If you are raising an abused adopted child, understanding dissociation can help you to understand your child much better. Dissociation is a highly adaptive way of surviving abuse, and it only presents a problem once the adopted child has been removed from the abusive environment. Dissociation is an effective way for a child to survive while living in a traumatizing environment.
An abused child uses dissociation to separate himself from painful emotions and memories. He does this by telling himself "this isn't happening" or "this is happening to someone else" and splitting off, or segmenting, the painful emotions and memories. From what I have observed by talking with hundreds of abuse survivors, those who seem able to do this most effectively are those whose ongoing and severe trauma began at or before age 6. I find this interesting because I am a big fan of Maria Montessori, founder of the Montessori Method of education, and she observed that children undergo a huge shift in emotional development right around the age of six.
Children with this level of emotional segmentation experience their emotions very differently from other people. For example, let's say you have an argument with your spouse. You can feel very angry but, at the same time, feel love for your spouse. This prevents you from hitting your spouse while angry because, as angry as you feel, you experience your anger in the context of also loving him.

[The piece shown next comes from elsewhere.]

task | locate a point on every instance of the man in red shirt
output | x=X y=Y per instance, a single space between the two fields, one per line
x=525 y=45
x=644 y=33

Children with emotional segmentation do not experience their emotions in this manner. Because they had to present different versions of themselves in different environments, they split off different parts of themselves. This enabled them to feel both love and hate for their abusers in different parts of themselves, but they will rarely feel both at the same time. There is no need to choose between the two extremes because they truly feel both. So, when an angry part is triggered, the child feels pure anger with no context because the part that feels love is separate from the part that feels anger. Part of healing involves integrating these parts so that the child's feelings are no longer segmented, and the child can learn how to feel one emotion in the context of all of his other emotions.